Last week, 44 retail leaders representing one-third of retail in the UK penned a letter to chancellor Jeremy Hunt, calling for a freeze of the rates, expected to be announced later this year as part of the government’s autumn statement.

Without action, the multiplier will rise in April 2024, in line with September’s inflation figure – expected to be 6% – amounting to an overall increase of £400m a year to retailers’ business rates bills.

The letter reads: “Retailers have worked hard to absorb as much additional cost as possible amid record cost inflation over the past 18 months.

“Operating profit margins have significantly contracted as a result, as the Competition Markets Authority reported in July.”

A recent survey by trade body the British Retail Consortium (BRC) revealed that 68% of retailers were “very concerned” about the increase, and that all of them felt it would place some pressure on shop prices, with 69% claiming it would put “significant pressure” on the prices paid by customers.

In addition, all retailers surveyed noted that the rates increase would result in investment challenges, preventing them from exploring the possibility of opening new shops and warehouses.

BRC chief executive Helen Dickinson said: “The chancellor must freeze rates to help keep a lid on retailers’ already high costs. With shop-price inflation having eased for three consecutive months, it is vital that the government does not add to the cost burden and undermine this progress.

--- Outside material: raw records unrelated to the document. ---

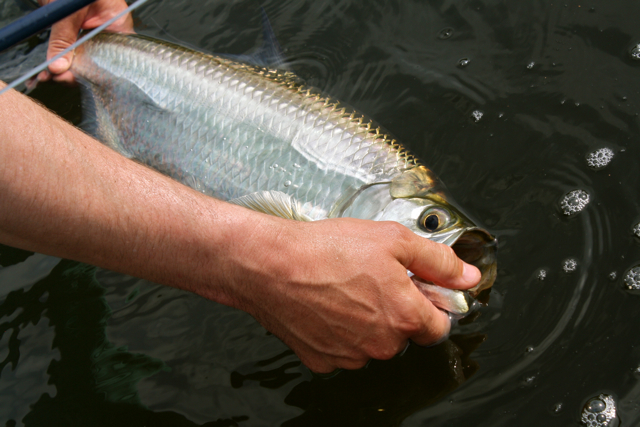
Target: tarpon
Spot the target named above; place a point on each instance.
(261, 138)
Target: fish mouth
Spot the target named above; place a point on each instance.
(477, 247)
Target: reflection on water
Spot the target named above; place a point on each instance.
(513, 104)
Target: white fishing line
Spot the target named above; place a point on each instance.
(83, 39)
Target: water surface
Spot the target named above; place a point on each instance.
(506, 102)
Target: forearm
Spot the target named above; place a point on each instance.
(65, 194)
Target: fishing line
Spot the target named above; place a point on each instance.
(83, 39)
(38, 20)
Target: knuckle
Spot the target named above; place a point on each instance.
(386, 352)
(352, 364)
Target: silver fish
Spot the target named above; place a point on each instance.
(263, 139)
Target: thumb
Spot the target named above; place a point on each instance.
(435, 324)
(63, 35)
(439, 264)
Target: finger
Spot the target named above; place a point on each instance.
(63, 35)
(436, 324)
(439, 264)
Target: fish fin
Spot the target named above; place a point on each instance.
(269, 54)
(96, 120)
(274, 203)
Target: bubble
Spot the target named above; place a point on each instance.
(632, 278)
(599, 411)
(445, 33)
(599, 158)
(477, 115)
(570, 265)
(574, 201)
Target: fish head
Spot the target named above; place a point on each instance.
(418, 203)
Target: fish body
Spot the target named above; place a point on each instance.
(261, 138)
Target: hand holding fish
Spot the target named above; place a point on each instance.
(65, 33)
(336, 291)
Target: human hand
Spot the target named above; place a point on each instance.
(337, 291)
(64, 33)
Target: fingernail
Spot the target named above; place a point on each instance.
(59, 65)
(470, 274)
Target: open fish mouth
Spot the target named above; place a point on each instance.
(477, 247)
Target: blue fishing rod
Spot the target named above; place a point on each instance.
(38, 20)
(83, 39)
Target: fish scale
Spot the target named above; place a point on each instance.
(264, 140)
(199, 110)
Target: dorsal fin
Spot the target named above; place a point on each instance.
(274, 203)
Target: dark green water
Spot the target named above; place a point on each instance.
(554, 81)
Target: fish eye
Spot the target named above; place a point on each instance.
(434, 219)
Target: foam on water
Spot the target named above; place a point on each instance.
(599, 411)
(599, 158)
(574, 202)
(570, 265)
(463, 62)
(632, 278)
(477, 115)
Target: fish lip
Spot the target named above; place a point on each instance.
(478, 247)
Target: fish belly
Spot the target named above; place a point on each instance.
(230, 129)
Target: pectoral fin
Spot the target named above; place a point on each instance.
(274, 203)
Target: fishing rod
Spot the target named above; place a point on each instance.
(38, 20)
(83, 39)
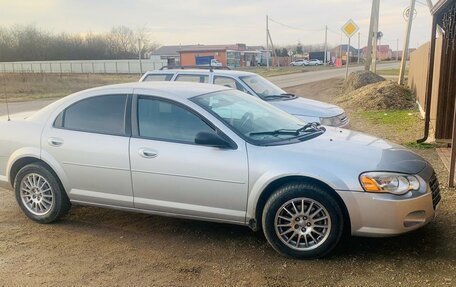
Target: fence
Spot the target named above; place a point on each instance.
(84, 66)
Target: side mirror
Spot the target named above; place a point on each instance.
(211, 139)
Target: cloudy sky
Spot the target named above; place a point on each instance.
(220, 21)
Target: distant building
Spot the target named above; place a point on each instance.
(383, 52)
(341, 52)
(169, 53)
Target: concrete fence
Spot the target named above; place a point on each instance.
(83, 66)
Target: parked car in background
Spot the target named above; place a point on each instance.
(299, 63)
(314, 62)
(255, 85)
(213, 153)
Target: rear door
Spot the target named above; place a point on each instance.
(89, 139)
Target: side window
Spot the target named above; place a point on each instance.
(163, 120)
(99, 114)
(158, 77)
(193, 78)
(229, 82)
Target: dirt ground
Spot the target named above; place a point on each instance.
(100, 247)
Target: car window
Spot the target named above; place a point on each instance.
(163, 120)
(193, 78)
(229, 82)
(100, 114)
(158, 77)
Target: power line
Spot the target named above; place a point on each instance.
(294, 27)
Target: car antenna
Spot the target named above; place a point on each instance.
(6, 101)
(7, 107)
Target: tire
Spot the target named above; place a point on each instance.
(326, 226)
(40, 194)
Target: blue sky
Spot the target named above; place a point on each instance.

“A £400m rates rise will also cost jobs, harm the economy, and damage the vibrancy of our town and city centres. While other business taxes, such as corporation tax and VAT, rise and fall with the movements in the economy, business rates must be paid in full whether firms are making a profit or a loss.

“This makes business rates the difference between retailers being forced to close existing stores rather than opening new ones.”

The Fed’s national president, Muntazir Dipoti, added: “The Fed is committed to lowering business costs for independent retailers. While many members currently benefit from business rate relief, which means they pay little or no business rates, this freeze would help to reduce the impact of inflation and the economic impact that any potential rise would have on retailers.

“Business rates are a major issue for retailers. We have been calling for an overhaul of the system for years to give retailers greater financial security.”